‘The what?’ An’ Lawrence pinched the bridge of his nose.
‘Blue-green algae.’ She sat up straight. ‘The balance tipped. The oceans became cesspools, and the solar shields—designed to filter UV—soaked up far too much light. It enhanced the greenhouse effect instead of lessening it…’
‘Greenhouse?’
‘Global warming,’ Kreshkali said, before An’ Lawrence could ask more. ‘Effectively, a sudden rise in temperature and a melting of the polar icecaps. The seas rose, tropical reefs expired, and the weather altered more radically than the natural course of events would have seen. Jarrod predicted it for them. They didn’t listen.’ She put the kettle on.
‘Jarrod?’ An’ Lawrence and Zero asked at the same time.
Before the kettle boiled she’d explained as best she could what a quantum sentient was. An’ Lawrence
closed his eyes and rubbed his face. Zero sat very still, staring at the wall.

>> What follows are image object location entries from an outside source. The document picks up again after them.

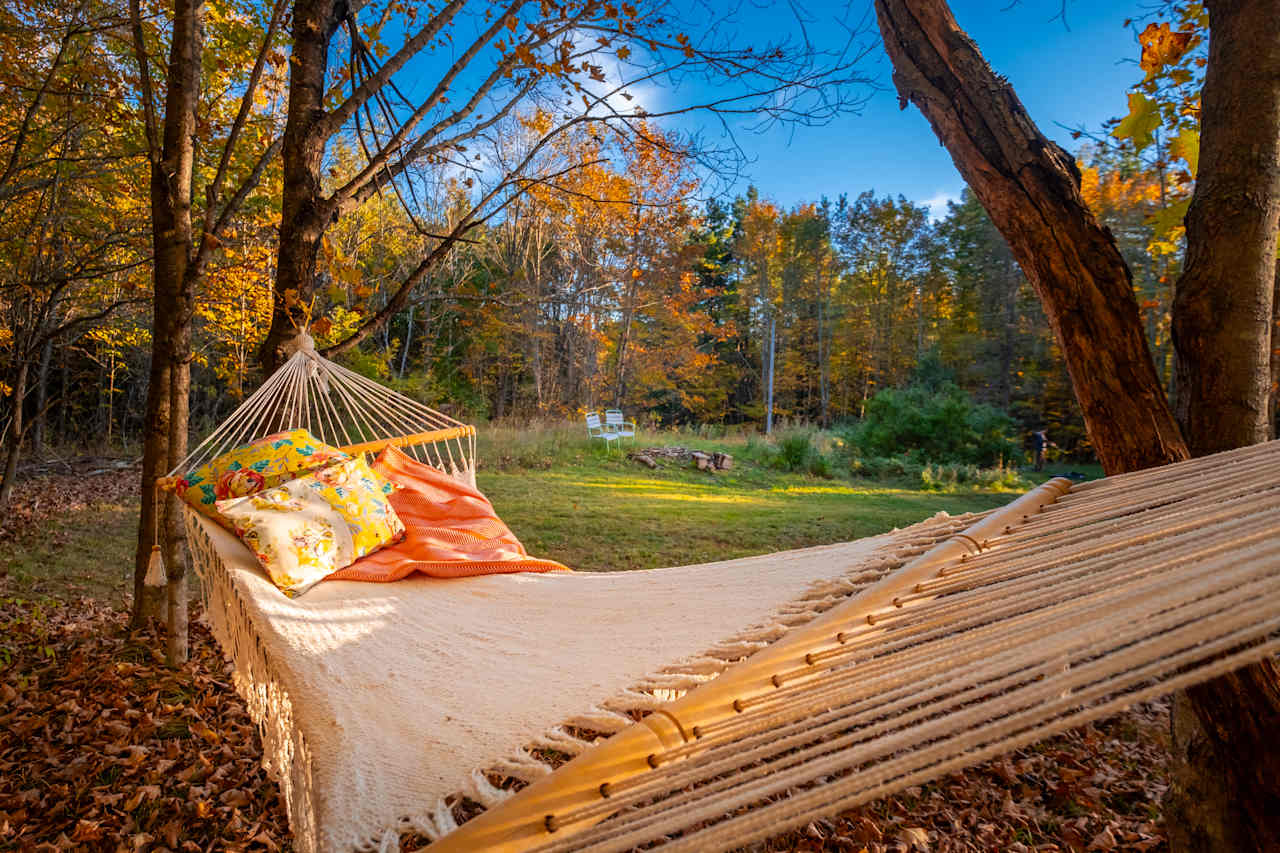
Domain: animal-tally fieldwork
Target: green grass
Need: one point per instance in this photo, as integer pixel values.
(606, 518)
(574, 501)
(82, 552)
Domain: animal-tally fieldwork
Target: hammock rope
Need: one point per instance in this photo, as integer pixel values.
(1024, 626)
(343, 409)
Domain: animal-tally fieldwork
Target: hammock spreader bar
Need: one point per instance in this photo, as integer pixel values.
(342, 409)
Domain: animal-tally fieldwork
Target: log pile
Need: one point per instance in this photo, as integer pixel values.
(702, 460)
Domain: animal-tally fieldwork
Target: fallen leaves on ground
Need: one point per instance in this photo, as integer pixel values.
(104, 748)
(49, 492)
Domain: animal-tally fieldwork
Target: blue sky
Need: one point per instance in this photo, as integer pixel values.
(1070, 76)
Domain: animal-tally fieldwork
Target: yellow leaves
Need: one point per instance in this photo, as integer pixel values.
(1141, 124)
(1168, 228)
(1164, 46)
(1185, 145)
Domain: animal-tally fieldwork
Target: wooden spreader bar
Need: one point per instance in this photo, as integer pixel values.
(576, 796)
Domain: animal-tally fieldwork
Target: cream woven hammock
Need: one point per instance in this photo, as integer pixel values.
(343, 409)
(499, 712)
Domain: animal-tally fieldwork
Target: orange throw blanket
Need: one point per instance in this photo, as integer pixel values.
(451, 529)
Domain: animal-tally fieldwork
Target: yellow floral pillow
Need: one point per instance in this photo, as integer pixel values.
(252, 468)
(309, 528)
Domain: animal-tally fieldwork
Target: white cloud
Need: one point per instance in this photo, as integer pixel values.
(937, 204)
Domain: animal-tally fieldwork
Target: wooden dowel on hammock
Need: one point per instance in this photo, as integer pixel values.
(462, 430)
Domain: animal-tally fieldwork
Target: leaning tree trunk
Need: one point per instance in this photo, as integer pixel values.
(1223, 300)
(1226, 749)
(1274, 414)
(302, 220)
(1031, 187)
(164, 443)
(13, 452)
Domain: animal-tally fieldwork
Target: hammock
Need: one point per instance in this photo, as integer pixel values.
(769, 689)
(343, 409)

‘That’s why we have a perpetually brown sky, acid rain, virtually no pure water, and a planet losing hundreds of species to extinction daily. Oh, yes,’ she said, almost as an afterthought, ‘the tectonic plates shifted, submerging and rearranging the continents. Millions of people gone…’
No-one spoke for some time.
‘I don’t begin to understand half of this,’ Zero said. ‘But why don’t they take the solar shields down, if they know they’re the cause?’
‘They don’t want to lose the power.’
‘Power?’
‘As long as the shields remain in place, ASSIST has the only viable energy source left. They don’t want to give that up.’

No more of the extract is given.